Stream Data with StreamSets & Analyze with Spark


Tis the season of NFL football, and one way to capture excitement is Twitter data. I’ve tinkered around with Twitter’s Developer API before, but this time I wanted to use a streaming service I’ve heard good things about, called .

After I received the Tweets semi-raw data, I wanted to analyze the Tweet data using Spark. I choose Spark as the distributed nature of the RDD is great for using large amounts of data (and I’m not sure on how much I’ll be getting).

My idea was to do a count of tweets for a particular team/game and see if the volume of Tweets would predict whether that team actually wins or losses the game.

Data Collection Process


I have done a little work with the Twitter Developer API in the past, which I had used Python to parse the tweets as they arrived. I found this process very simple, but I was a little apprehensive brining StreamSets into the mix. However, having the knowledge of a scalable ETL and streaming program like StreamSets is good idea.

To use StreamSets, I did some google searches on “streaming twitter StreamSets”. I found a very well put together tutorial. It looked promising, so I felt confident enough to download the StreamSets application on my Mac and install it. I was a 145mb zip download, extracted as a java project.

After starting via the terminal, I was able to connect to it via localhost through my web browser, which I appreciate.

To connect to Twitter API via the StreamSets HTTP Client, I had to define Resource URL. Instead of getting all the tweets available, I decided to filter only tweets with “nfl” located in the tweet or hash tag. Also note, the Twitter API is random sampled real-time amount of Tweets. All other filtering and counting I was planning on doing in Spark later, but I’m sure some more of that ETL could have also been done in StreamSets.

As for the credentials to connect to Twitter, I had to enter four values: Consumer Key, Consumer Secret, Token, Token Secret. At this point as a test using the StreamSets UI, I connected the HTTP Client to save in Local FileSystem, then ran the pipeline.
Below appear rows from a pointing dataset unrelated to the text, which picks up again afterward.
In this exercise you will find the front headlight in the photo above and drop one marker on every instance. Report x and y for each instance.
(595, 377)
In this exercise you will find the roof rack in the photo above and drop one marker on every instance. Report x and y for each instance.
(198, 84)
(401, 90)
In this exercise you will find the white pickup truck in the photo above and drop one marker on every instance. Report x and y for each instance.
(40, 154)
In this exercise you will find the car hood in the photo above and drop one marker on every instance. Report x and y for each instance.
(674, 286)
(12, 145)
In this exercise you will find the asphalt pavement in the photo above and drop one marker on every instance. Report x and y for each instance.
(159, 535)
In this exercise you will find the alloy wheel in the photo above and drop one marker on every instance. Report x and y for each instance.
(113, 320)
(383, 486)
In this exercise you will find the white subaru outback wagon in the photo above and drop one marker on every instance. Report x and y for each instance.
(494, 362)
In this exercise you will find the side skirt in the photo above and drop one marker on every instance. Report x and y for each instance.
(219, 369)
I reviewed a few of lines of raw Tweet output in a text editor and online JSON viewer. I decided I didn’t need all the the JSON fields, so I created Field Removal into my pipeline between the HTTP Client and saving to the Local FileSystem. The fields I decided keep (I went with more rather than less as I didn’t know exactly what I’d need in Spark): Create Date/Time, userId, Tweet text, username, user location, user timezone, hashtags, retweet status, retweet count, location. After running, it looked good!

As I was in NFL week 13 (Thursday 11/30 – Sunday 12/03), I decided to run the Pipeline on the Thursday game as a test. I noticed plenty of data (around 5k tweets) relating to the NFL for those three hours of 7pm to 10pm. I thought this was a good proxy for plenty of data to capture for Sunday – when was my intended data to go after for analysis of the project.

Final pipeline diagram:

On Sunday, 12/3, I started the Pipeline at 11:59am and ran it until about 715pm that day. By running during that time, it would allow me have option of analysis on both the noon and 3pm games.

After I stopped the Pipeline I had 9 folders of data (one folder for each hour, which was default setting in StreamSets local file system settings (the first hour was only one min, and the last folder representing 7pm was also very few). The size of all the Sunday tweets was about 52mb.

Before diving into Spark, I wanted to get an idea on the amount of tweets in my data for data validation purposes. Using the terminal, I did a “wc -l filename” for the 12pm and 3pm hours. The total lines were 3,145 and 4,110. Since I have about 7 full hours, I would expect my data in Spark to have about 20k – 25k Tweets.

Spark Processing and Validation


I had the data in my local drive on the Cluster, so now I copied that data to HDFS for Spark to access. After starting the Spark-shell, I went to read in the data using the HDFS path + “/*”. However, after doing a count on the Tweets, it seems very low. It turns out, I needed additional “/*” added to access at the subdirectories. I did a count on the RDD, and came out to 20,202, which validated to the linux command I ran on my local in which I estimated 20k – 25k Tweets.

Moving on to what I was looking for, which at this point counting number of Tweets during a game for a particular team playing. I decided to break the dataset into two RDDs. The first would be mapping and getting just the “hour” of the Tweet. The second would be mapping to get the “text” of the Tweet.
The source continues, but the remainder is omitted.